Proposed COVID-19 testing strategy faces pitfalls

When someone gets a COVID-19 test, the result does one thing: tells that person if they have the coronavirus in their body. Some researchers, though, are trying to get tests to do more — and reframing the goal of testing as a result. Instead of simply finding people who are infected with the virus, they’d prefer to focus on finding people who are infectious and at risk of spreading it to other people.

The proposal offers one possible way to get the pandemic under control in the US. It would allow for a more targeted approach to isolation and quarantine and help give people a better understanding of when they’re most at risk to others.

It would be a big change in how we think about testing. Clinicians have never used tests for respiratory infections like COVID-19 to determine if someone is infectious, says Matt Binnicker, director of clinical virology at the Mayo Clinic in Minnesota. The concept is interesting and could be useful, he says. “But there are a lot of potential pitfalls.”

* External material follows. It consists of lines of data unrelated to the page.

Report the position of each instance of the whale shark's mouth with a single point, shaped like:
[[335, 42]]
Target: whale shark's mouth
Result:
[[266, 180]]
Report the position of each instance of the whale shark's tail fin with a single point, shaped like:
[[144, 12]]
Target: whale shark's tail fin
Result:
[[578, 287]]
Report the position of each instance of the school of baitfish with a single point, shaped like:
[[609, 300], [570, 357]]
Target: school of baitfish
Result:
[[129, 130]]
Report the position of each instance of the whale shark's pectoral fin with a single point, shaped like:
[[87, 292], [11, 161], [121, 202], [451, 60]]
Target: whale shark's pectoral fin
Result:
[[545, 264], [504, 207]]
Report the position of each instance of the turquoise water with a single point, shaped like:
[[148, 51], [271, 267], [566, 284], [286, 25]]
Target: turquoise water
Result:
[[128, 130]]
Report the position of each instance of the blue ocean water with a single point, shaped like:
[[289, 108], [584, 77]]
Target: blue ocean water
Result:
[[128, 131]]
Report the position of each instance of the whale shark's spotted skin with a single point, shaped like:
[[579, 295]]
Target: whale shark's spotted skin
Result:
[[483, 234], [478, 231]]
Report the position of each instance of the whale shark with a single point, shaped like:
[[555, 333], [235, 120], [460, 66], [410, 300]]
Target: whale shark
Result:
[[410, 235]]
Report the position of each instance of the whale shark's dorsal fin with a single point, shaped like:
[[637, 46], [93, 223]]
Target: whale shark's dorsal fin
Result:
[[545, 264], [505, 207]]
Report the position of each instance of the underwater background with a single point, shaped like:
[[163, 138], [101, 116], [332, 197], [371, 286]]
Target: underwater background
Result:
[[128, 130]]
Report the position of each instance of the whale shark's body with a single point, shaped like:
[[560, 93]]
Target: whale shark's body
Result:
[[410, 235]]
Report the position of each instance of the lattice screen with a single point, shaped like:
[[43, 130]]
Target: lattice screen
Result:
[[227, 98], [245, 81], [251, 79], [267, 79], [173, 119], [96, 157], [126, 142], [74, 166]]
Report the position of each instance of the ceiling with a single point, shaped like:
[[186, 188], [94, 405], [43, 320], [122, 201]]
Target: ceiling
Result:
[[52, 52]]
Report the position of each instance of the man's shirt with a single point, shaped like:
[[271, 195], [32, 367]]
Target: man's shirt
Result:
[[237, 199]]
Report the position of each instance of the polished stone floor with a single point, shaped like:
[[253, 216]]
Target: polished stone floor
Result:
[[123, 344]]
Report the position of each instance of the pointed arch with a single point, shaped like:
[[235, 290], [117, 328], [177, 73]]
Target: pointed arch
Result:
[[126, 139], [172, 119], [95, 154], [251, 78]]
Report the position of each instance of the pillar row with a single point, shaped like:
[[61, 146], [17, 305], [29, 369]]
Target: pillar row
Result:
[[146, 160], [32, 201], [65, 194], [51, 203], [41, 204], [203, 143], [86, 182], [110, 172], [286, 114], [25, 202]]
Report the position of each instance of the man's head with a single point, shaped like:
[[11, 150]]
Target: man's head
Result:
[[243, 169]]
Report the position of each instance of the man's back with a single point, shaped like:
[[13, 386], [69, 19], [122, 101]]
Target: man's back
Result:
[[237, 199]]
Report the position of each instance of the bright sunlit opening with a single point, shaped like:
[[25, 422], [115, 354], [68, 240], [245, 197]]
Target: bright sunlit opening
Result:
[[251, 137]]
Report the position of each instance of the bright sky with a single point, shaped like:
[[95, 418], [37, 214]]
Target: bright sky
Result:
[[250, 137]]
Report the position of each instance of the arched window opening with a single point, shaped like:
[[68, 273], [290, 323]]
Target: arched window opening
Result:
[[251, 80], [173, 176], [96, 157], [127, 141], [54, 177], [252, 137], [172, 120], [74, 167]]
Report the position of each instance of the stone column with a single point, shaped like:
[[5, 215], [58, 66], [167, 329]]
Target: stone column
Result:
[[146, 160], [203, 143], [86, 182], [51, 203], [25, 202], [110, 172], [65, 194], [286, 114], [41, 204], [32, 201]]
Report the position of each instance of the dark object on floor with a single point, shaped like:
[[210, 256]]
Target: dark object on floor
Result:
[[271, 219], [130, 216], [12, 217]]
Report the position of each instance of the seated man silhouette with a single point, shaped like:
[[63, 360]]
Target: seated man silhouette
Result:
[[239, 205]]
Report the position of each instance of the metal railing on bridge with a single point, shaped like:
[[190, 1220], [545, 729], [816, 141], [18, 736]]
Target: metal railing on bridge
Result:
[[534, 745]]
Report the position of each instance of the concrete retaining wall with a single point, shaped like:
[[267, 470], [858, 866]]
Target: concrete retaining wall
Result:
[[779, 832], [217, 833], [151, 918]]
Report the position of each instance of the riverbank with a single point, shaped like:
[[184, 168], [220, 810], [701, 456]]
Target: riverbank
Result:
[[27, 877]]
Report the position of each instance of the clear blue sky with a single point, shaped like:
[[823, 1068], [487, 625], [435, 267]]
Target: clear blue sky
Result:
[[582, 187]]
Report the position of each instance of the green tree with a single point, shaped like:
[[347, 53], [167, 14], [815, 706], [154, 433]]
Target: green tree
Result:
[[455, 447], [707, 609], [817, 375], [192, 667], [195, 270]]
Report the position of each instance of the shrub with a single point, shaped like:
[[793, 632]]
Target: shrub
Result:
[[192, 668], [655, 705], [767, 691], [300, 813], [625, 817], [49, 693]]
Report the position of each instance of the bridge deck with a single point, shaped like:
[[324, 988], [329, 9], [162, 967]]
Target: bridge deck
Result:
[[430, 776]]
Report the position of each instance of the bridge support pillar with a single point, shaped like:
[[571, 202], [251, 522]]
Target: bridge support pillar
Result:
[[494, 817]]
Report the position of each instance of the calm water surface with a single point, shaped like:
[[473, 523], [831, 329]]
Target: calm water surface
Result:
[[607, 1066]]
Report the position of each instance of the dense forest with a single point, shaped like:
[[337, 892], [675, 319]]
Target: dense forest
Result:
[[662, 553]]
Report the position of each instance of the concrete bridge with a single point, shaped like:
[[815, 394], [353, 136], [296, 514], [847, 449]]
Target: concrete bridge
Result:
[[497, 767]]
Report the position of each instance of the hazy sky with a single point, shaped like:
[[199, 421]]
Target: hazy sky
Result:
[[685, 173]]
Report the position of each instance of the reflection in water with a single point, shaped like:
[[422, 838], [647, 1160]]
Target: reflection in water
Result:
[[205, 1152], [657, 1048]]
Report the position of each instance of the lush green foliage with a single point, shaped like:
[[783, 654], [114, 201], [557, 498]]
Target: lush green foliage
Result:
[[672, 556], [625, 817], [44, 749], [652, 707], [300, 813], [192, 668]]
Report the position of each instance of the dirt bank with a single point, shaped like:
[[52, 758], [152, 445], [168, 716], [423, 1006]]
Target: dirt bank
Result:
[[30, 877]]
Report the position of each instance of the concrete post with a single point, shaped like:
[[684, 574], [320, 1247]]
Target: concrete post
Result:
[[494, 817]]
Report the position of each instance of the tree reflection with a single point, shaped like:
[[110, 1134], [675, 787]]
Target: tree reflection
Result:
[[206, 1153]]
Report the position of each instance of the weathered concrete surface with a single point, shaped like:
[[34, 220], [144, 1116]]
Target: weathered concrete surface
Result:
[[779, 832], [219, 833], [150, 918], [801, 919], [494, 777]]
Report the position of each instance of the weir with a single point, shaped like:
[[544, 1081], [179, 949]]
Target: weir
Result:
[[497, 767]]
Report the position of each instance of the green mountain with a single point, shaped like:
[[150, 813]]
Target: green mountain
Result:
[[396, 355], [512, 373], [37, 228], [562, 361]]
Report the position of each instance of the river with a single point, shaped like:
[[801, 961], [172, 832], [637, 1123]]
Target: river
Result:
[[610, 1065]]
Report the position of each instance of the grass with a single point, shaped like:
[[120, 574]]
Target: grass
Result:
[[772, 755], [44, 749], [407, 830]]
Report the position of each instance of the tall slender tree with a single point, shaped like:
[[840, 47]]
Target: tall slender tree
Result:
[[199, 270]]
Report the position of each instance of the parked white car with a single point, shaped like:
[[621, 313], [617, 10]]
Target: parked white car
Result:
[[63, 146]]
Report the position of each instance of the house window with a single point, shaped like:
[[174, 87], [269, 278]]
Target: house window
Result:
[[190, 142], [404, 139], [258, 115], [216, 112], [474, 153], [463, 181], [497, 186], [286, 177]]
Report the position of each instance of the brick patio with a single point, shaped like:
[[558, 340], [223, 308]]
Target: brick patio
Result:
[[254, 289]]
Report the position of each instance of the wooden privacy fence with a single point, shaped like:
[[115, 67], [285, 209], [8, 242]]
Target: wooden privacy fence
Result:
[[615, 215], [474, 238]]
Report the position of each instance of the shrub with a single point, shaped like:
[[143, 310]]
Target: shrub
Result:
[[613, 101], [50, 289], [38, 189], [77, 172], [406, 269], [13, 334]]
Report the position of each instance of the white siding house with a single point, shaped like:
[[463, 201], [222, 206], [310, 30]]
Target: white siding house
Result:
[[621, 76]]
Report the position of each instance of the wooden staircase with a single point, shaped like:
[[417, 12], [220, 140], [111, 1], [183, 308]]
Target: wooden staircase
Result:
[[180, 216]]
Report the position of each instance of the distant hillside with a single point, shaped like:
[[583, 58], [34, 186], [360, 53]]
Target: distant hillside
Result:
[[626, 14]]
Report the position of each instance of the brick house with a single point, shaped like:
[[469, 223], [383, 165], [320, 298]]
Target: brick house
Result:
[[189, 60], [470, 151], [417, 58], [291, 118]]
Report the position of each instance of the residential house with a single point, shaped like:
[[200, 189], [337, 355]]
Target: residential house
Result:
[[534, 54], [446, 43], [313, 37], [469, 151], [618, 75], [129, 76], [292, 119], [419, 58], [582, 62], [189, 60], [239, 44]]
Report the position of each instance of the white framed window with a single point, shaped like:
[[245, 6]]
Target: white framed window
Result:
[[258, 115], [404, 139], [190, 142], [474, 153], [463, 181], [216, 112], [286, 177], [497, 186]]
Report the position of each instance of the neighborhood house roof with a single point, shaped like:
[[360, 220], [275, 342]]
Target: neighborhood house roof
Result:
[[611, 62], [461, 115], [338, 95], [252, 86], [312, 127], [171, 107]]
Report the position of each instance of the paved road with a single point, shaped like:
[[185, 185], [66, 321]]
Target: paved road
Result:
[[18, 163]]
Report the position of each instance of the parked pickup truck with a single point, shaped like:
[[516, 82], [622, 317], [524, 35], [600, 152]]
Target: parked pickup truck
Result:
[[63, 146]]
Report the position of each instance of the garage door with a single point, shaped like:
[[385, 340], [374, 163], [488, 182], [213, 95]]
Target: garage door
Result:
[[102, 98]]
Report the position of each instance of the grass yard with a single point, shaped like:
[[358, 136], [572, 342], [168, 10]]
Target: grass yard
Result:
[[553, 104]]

Let’s start with how we think about tests now. When researchers develop tests for viruses, they typically aim to make them as accurate as possible. The Food and Drug Administration grades tests based on how well they can catch everyone who has an infection and how often they rule out everyone who does not. Typically, the very best tests are the ones that can catch every single person who has even the slightest bit of virus in their system.

The trouble with the coronavirus, though, is that it sticks around. Tiny amounts of the virus’s genetic material could stay in someone’s nose or throat even after they’re better. That could cause them to keep testing positive for the virus. That’s one reason experts think there’s a downside to highly sensitive tests. These tests often catch people who probably don’t need to be in isolation because they’ve already gone through the course of the illness.

The alternative is using less sensitive tests. It’s an idea that’s been promoted by experts like Michael Mina, an epidemiologist at Harvard School of Public Health, and covered in articles in The New York Times and The Atlantic. These tests wouldn’t be as likely to come back positive when there were only a few bits of virus in a patient sample. Instead, they’d be set off when people have lots of virus floating around in their body — a sign that they’re in the throes of an active infection, even if they’re not showing symptoms. That’s preferable, some experts say, because those are the people public health officials are most worried about.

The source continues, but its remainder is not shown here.